Updated: Apr 15
The tales of Pablo Picasso’s romantic interests have garnered curiosity of many over the years. Of Picasso's many muses, few were as influential on his art as the photographer Dora Maar. She was the inspiration for his acclaimed Weeping Woman series, and their liaison lasted for almost a decade. It was back in 1936 that they met each other at Cafe des Deux Magots in Paris, and were introduced by a mutual friend Paul Eluard. And the rest is history. If you wish to know about the tensions, the ups and the downs, the happiness and the sorrows that they shared with one another, you can watch 'Artist in Love' now streaming online.
Today almost 84 years after their fateful encounter, we are sharing with you a very extraordinary letter. It is Pablo writing to Dora in this very unusual time. Do you think Dora will respond after all that happened? Will they unravel a new friendship, a new form of intimacy in this time of social isolation?
The letter that Dora found slipped under her porch door read:
As I sit here in complete isolation from my friends, in my Paris studio, my thoughts turn to you, and I am instantly transported to Cafe des Deux Magots when I saw you for the first time, as you played with a pointed pen-knife. It has been a while since we have been in touch, and the last time we spoke, you were miffed with all my doings. The streets of Paris are empty for a while now, and I hear that sometime last week, a woman was forced to the ground by the Paris police for not observing the lockdown. The only city that could match my curious imagination and inspired me to draw Le Moulin de la Galette is empty today. I have been cooped up in my apartment, and nostalgia hits me hard. I remember the times when I would go to La Closerie des Lilas and catch Hemingway with his head buried in his notebook, or sit at the La Rotonde and pull my old trick of trading my sketches for a glass of matured wine. I write to you hoping you are doing well and to letting that you have a friend in me, even after what has transpired between the two of us. I have stocked up on hand sanitizers, but as Gilot mentioned that sanitizing my hands would not be enough; I should sanitize my soul too. I know, mentioning another woman in my letter would hurt you deeply, but I hope you accept my apology.
I really hope you have shifted to reading news online and have stopped collecting newspapers from your doorstep.
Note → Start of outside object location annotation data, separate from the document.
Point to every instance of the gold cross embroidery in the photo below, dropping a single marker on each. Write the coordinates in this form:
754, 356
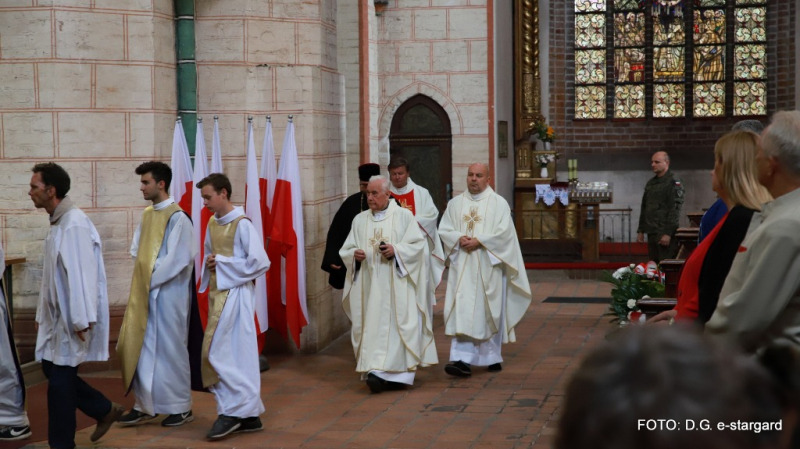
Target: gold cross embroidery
472, 218
377, 238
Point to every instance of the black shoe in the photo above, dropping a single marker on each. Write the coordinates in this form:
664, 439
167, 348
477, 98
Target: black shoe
105, 423
252, 424
375, 383
177, 419
223, 426
134, 417
14, 433
263, 364
458, 369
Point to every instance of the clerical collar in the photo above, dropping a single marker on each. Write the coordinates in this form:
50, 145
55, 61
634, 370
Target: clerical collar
482, 195
230, 216
163, 204
63, 207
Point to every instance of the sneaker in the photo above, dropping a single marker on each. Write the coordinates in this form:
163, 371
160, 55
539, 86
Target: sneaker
458, 369
252, 424
13, 433
134, 417
105, 423
375, 383
177, 419
223, 426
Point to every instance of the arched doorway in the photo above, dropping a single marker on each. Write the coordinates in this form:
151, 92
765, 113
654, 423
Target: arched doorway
421, 134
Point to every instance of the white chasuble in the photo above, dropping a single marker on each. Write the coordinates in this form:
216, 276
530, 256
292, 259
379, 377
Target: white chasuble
162, 383
74, 293
12, 385
427, 215
232, 346
487, 289
386, 300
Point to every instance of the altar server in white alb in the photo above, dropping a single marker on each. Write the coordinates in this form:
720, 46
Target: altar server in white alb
14, 423
418, 200
152, 344
73, 310
487, 287
385, 292
235, 257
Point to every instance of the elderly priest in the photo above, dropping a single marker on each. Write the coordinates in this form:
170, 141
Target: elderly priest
385, 296
487, 287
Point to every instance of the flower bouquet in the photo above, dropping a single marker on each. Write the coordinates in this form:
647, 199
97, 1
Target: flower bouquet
630, 286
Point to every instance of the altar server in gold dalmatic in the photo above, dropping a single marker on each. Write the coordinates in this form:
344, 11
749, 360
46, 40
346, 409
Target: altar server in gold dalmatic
235, 257
487, 287
155, 330
385, 292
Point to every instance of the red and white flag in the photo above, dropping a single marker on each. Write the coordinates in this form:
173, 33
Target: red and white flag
216, 150
181, 185
200, 216
267, 180
252, 209
287, 234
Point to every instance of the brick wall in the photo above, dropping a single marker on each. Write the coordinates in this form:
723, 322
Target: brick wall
610, 145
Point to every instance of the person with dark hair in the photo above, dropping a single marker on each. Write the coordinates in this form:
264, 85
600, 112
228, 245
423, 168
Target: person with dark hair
340, 226
666, 387
661, 209
235, 257
14, 424
73, 310
153, 341
418, 200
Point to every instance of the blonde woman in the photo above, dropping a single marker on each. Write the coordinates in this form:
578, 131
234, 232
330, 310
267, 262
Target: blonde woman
735, 180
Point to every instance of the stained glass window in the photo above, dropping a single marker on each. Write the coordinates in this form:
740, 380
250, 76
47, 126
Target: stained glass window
590, 59
687, 44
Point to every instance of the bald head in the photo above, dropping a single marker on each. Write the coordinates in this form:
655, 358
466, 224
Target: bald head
659, 163
477, 178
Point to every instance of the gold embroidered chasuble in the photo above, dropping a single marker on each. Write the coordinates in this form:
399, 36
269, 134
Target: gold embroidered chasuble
222, 241
134, 323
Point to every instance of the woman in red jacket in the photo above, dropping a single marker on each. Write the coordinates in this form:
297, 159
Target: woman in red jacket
735, 180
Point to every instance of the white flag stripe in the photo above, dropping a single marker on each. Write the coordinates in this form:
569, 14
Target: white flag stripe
252, 208
290, 172
216, 151
200, 172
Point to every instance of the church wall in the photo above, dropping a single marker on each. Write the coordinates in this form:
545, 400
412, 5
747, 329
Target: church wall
438, 48
90, 86
619, 151
280, 58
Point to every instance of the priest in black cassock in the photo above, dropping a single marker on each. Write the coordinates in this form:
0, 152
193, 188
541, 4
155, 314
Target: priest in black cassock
342, 222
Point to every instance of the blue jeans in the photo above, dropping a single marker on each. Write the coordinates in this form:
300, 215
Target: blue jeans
65, 393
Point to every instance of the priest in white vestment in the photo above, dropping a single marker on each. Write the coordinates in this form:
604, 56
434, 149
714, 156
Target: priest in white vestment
385, 293
155, 330
14, 423
487, 287
418, 200
73, 310
235, 257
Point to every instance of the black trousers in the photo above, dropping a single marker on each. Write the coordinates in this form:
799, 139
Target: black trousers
67, 392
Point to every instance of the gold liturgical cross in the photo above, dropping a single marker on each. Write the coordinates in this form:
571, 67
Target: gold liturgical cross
377, 238
472, 218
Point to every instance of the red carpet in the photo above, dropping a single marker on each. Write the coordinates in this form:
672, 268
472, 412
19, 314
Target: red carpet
37, 408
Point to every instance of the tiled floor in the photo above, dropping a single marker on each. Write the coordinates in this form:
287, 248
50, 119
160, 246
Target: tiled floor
318, 401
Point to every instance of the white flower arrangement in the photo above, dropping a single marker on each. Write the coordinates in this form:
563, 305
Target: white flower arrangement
544, 159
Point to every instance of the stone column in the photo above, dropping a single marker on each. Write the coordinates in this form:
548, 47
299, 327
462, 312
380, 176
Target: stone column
279, 58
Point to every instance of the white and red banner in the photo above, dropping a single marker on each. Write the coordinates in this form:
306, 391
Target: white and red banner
287, 235
200, 216
252, 209
181, 186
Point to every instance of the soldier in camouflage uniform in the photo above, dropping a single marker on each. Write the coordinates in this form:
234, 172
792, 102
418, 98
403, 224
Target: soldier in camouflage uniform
661, 208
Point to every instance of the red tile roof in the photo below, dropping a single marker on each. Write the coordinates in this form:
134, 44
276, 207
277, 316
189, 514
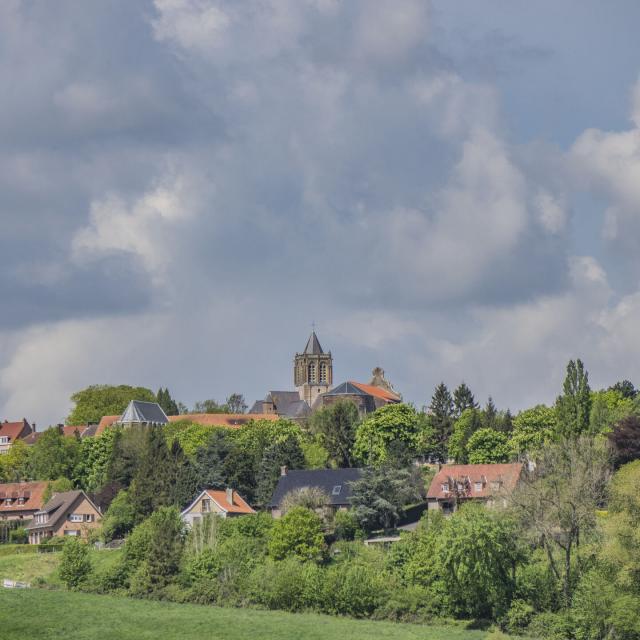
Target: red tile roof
32, 493
15, 430
377, 392
238, 505
467, 475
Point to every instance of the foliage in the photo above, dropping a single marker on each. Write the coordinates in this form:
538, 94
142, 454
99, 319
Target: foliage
391, 433
532, 429
573, 407
336, 427
488, 446
297, 534
464, 427
96, 401
119, 518
75, 565
625, 440
378, 496
168, 404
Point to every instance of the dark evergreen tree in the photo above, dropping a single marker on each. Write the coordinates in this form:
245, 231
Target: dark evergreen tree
441, 412
573, 407
286, 453
463, 399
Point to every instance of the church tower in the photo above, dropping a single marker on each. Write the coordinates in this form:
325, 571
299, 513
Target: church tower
312, 370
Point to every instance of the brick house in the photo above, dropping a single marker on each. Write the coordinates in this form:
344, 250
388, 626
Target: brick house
457, 483
69, 513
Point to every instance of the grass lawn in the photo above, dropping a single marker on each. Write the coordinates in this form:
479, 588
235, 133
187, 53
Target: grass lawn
37, 614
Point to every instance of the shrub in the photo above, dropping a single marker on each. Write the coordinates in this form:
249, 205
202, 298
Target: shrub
75, 565
297, 534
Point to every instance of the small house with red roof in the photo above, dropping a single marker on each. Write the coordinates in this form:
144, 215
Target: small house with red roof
225, 503
12, 431
454, 484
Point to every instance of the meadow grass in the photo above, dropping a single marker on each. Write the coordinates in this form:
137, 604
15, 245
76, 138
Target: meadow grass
39, 614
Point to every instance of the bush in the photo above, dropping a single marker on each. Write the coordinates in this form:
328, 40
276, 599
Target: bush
18, 536
297, 534
75, 565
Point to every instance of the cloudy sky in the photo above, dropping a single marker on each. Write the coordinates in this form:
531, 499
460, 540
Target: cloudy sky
450, 190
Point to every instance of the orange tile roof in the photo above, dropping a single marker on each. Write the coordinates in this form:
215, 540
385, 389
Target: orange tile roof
229, 420
378, 392
468, 474
32, 492
238, 505
15, 429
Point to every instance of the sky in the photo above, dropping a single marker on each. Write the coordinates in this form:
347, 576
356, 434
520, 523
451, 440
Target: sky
448, 190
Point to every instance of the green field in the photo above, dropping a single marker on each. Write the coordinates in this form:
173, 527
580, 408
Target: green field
36, 614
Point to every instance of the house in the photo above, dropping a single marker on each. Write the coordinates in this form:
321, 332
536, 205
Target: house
69, 513
225, 503
20, 500
335, 483
12, 431
457, 483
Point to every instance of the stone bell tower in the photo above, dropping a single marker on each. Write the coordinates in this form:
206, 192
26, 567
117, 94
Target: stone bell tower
312, 370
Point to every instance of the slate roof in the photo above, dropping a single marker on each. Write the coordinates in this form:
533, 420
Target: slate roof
139, 411
31, 492
506, 475
313, 345
58, 508
326, 479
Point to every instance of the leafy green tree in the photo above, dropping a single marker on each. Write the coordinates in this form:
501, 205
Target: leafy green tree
378, 497
336, 427
119, 518
75, 564
236, 403
297, 534
441, 413
465, 426
393, 432
573, 407
286, 453
488, 446
168, 404
463, 399
104, 400
532, 429
54, 456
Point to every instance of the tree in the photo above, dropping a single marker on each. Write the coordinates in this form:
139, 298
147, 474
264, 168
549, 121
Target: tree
236, 403
75, 564
464, 427
573, 407
297, 534
532, 429
391, 433
625, 440
336, 427
441, 411
556, 502
488, 446
463, 399
54, 455
168, 404
378, 497
104, 400
286, 453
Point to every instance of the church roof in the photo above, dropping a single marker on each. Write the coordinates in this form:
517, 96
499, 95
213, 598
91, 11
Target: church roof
313, 345
143, 412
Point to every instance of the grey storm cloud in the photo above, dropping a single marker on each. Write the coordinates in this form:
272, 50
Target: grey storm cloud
195, 181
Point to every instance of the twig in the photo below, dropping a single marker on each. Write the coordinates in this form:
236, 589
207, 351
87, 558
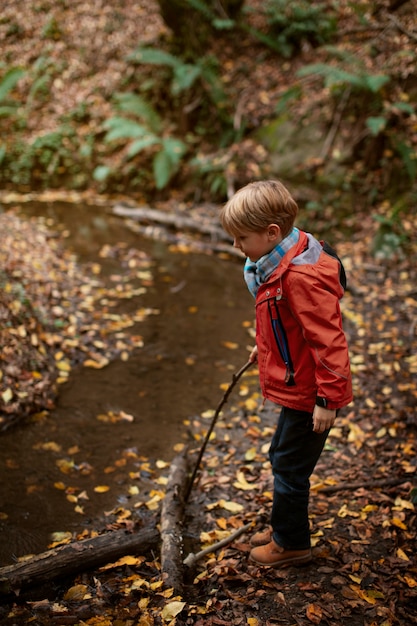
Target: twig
192, 558
213, 422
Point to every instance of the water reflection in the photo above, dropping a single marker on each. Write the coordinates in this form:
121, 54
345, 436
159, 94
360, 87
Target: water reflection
177, 374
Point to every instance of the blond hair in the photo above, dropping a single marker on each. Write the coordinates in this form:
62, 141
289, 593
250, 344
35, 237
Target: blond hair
257, 205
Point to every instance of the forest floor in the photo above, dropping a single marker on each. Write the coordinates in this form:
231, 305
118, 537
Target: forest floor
363, 519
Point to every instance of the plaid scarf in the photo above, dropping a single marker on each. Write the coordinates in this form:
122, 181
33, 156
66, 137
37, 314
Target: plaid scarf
258, 272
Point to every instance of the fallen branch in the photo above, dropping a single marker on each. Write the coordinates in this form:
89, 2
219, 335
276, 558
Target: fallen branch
179, 222
370, 485
192, 558
72, 558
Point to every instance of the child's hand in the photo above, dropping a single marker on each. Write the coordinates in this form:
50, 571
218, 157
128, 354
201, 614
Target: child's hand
323, 419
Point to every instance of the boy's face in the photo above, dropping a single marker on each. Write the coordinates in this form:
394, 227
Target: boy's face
257, 244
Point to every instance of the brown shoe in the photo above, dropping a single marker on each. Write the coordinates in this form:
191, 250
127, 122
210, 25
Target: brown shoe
262, 537
274, 555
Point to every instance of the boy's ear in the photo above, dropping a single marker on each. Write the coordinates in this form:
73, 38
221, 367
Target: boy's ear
274, 231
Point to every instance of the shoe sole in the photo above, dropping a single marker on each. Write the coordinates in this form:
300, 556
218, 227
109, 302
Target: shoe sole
294, 560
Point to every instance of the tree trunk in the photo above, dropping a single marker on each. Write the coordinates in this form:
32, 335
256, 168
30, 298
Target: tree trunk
71, 558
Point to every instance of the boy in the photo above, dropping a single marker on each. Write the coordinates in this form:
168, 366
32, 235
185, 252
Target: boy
301, 351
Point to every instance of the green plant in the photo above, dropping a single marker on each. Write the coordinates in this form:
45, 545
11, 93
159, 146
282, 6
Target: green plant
47, 160
143, 136
292, 23
390, 237
8, 107
184, 75
348, 71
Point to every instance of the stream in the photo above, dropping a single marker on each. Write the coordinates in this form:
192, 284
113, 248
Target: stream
188, 353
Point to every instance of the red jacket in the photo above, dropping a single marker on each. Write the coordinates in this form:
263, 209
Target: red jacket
302, 349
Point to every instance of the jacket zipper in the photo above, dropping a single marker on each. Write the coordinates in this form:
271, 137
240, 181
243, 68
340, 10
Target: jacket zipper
281, 341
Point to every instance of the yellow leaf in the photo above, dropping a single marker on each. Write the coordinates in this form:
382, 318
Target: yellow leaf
241, 482
233, 507
7, 395
314, 613
77, 592
96, 364
402, 555
63, 366
401, 504
172, 609
230, 345
398, 523
250, 454
251, 404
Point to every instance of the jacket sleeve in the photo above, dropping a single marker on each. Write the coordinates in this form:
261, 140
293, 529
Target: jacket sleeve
315, 305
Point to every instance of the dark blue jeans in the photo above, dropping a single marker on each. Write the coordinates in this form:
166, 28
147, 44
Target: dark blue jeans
294, 452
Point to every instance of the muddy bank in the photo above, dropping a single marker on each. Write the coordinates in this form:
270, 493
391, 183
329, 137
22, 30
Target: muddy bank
53, 469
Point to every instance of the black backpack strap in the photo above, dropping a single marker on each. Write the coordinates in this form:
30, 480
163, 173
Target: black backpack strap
332, 252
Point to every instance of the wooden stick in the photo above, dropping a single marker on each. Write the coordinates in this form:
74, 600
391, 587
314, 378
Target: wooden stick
192, 558
213, 422
171, 524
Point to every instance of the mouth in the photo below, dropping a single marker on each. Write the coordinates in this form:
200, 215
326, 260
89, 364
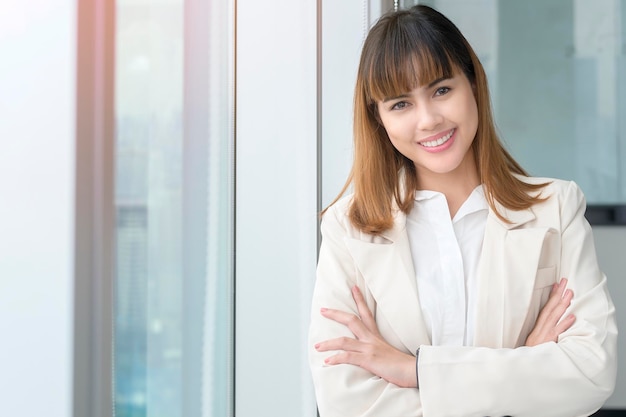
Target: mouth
439, 141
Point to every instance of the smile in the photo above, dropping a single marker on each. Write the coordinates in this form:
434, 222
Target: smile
438, 142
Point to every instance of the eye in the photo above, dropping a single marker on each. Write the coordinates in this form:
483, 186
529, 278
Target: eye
400, 105
442, 91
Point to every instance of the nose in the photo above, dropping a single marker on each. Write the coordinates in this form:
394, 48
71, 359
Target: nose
428, 117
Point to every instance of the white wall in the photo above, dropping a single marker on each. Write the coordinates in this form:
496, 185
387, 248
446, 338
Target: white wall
611, 248
276, 206
37, 78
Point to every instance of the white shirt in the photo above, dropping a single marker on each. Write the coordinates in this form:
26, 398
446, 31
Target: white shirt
445, 256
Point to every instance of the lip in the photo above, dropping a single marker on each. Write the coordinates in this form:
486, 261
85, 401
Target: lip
443, 146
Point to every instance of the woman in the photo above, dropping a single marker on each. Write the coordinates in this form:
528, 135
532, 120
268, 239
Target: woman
438, 289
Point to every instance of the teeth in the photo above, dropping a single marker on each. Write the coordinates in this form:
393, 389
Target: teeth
439, 141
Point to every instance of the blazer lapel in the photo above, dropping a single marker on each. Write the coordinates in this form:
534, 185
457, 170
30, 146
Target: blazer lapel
506, 277
387, 268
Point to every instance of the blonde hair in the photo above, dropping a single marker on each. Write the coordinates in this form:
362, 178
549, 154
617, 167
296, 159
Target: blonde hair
403, 50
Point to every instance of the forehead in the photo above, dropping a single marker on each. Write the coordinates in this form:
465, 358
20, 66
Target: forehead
398, 71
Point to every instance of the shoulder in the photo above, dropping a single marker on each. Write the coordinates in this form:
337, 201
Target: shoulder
553, 188
563, 198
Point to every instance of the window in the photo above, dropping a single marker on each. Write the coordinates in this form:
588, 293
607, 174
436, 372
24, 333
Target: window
174, 209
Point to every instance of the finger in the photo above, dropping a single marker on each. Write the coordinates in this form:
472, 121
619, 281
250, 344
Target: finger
565, 324
366, 314
340, 343
349, 320
559, 309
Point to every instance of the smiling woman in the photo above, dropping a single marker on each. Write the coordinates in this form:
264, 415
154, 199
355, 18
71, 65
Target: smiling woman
449, 270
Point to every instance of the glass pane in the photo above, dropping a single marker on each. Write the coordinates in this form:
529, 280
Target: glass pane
173, 302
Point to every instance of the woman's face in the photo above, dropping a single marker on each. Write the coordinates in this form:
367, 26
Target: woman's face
434, 126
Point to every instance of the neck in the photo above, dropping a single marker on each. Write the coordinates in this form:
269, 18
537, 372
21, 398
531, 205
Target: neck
456, 185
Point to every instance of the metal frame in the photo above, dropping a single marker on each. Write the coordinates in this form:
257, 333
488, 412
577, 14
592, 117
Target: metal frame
95, 214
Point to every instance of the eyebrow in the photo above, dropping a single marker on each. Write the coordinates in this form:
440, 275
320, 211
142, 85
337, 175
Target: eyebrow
430, 85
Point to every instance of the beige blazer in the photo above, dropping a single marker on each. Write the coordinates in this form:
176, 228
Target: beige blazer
497, 376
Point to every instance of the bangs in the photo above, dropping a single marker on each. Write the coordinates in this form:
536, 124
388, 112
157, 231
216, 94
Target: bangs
406, 57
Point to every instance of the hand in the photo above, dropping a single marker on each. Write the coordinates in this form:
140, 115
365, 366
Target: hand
548, 327
369, 350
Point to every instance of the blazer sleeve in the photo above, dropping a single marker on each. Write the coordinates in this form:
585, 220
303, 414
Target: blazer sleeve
347, 390
572, 377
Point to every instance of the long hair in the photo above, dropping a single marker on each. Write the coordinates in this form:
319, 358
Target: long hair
404, 50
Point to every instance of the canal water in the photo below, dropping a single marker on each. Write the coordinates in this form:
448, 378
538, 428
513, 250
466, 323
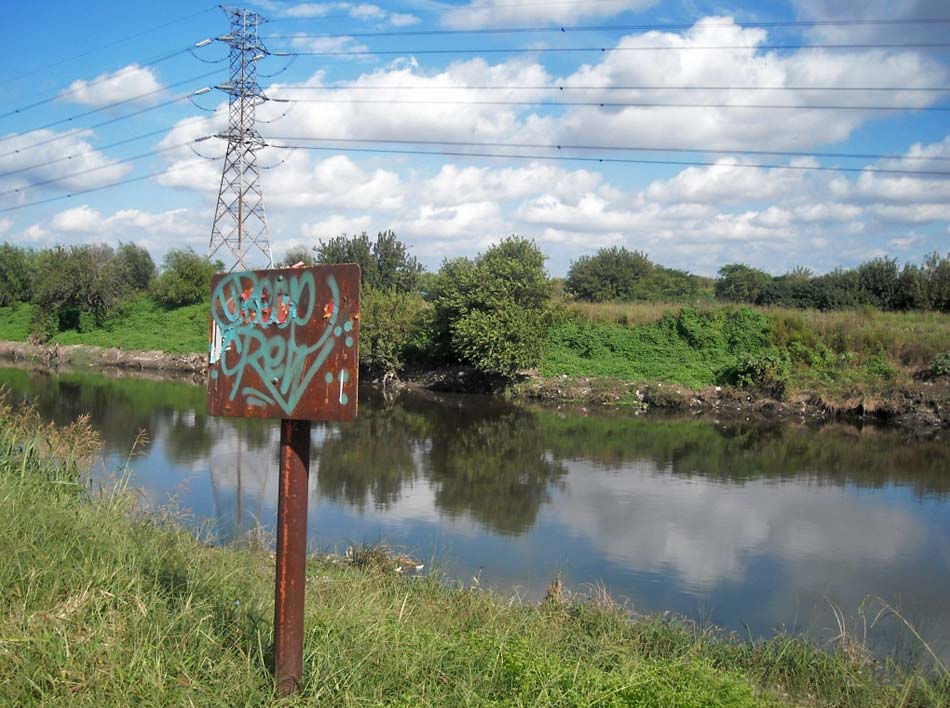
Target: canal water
749, 526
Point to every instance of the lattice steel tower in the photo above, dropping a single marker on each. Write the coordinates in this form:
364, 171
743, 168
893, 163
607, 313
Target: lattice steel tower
239, 232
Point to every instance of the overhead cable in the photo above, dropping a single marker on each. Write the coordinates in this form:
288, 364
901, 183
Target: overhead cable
79, 192
612, 28
99, 168
107, 45
110, 121
611, 104
640, 48
619, 148
101, 79
115, 104
621, 160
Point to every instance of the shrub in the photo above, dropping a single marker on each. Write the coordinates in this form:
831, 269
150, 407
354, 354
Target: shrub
940, 365
185, 278
611, 274
492, 312
741, 283
390, 326
80, 283
135, 267
298, 254
17, 272
385, 264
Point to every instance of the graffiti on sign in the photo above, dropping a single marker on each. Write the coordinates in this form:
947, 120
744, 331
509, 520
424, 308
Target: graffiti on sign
285, 343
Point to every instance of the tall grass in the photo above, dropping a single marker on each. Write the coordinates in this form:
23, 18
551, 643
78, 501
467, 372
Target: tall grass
909, 338
100, 607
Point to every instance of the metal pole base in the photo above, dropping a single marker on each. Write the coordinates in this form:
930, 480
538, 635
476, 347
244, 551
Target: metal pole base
291, 554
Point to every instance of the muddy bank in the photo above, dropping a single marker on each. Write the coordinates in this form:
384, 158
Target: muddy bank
78, 356
920, 405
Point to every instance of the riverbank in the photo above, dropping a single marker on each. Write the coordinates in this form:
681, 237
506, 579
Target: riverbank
105, 607
716, 360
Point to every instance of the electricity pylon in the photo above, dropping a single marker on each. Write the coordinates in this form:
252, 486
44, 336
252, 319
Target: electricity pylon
239, 231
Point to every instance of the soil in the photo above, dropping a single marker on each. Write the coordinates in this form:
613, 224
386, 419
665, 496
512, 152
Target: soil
924, 404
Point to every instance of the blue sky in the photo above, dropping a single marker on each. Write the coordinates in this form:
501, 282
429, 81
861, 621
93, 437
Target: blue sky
80, 58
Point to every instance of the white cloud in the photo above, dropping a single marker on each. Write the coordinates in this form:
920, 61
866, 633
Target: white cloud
43, 152
501, 13
366, 12
125, 83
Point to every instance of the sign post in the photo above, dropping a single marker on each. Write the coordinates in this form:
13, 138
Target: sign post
284, 344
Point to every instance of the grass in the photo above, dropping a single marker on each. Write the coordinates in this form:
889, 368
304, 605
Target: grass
101, 607
142, 324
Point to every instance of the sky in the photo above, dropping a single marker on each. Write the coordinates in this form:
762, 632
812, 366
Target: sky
96, 93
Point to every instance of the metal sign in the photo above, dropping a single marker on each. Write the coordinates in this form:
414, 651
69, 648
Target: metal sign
284, 343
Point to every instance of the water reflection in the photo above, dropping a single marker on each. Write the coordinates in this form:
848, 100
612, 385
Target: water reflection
756, 525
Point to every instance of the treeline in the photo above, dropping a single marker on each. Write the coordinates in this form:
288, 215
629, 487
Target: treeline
78, 287
619, 275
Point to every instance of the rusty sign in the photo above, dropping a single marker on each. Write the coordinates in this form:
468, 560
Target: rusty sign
284, 343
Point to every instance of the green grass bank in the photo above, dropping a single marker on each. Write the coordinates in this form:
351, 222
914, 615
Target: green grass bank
102, 606
838, 356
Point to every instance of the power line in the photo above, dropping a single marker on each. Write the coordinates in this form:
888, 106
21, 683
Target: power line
531, 50
612, 28
110, 121
107, 45
114, 104
613, 104
101, 79
603, 160
629, 87
622, 148
96, 189
99, 168
84, 152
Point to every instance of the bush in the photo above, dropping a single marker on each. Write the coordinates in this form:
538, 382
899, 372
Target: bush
492, 312
741, 283
78, 284
185, 278
611, 274
135, 266
940, 366
390, 326
17, 272
385, 264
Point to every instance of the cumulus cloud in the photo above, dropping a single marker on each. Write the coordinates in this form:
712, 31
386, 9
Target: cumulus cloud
501, 13
126, 83
42, 153
157, 231
366, 12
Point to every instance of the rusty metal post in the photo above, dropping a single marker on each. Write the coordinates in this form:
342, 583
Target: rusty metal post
291, 554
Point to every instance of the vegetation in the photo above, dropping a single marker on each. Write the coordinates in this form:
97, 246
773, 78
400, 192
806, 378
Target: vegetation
185, 278
100, 607
616, 274
497, 313
385, 264
492, 312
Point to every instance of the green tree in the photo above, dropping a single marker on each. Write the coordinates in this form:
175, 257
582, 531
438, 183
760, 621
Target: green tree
75, 288
492, 312
185, 278
135, 266
385, 264
610, 274
17, 272
741, 283
298, 254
I have stocked up on my month’s supplies of food, red wine, vermouth, sherry, and whiskey. However, my bottle of absinthe is almost running out, and I would want nobody but you to share it with me, only if you please. It saddens me to think that the possibilities of that seem to be so thin now.
I have secretly visited your show at London’s Tate Modern this January, and I cannot even comprehend how proud I was of your photomontages. A comprehensive retrospective of your works made me look at photography so differently. You were never under my shadow; you were always a bird, free, loving, and uncompromising. My heart reaches out to you in your times of success and also in times of loneliness. I hope, when this quarantine is over, I can come over to yours, with half a bottle of absinthe and greet each other like old friends.
Our heart melts reading this, and hopefully, Dora’s heart melts too. In introspection and in retrospection, a lot of lost love and gratitude are rediscovered. If you have any such story, share with us in the comments section below.
We hope that when we overcome Covid-19, these two finally meet. Times of uncertainty make us go over a lot of things that we think needs fixing, and we are happy that Picasso has found his. Dora, we really hope you respond to this lovely gesture and find it in your heart to remember the good times.
We have faith that the encounter would not be as bitter as absinthe.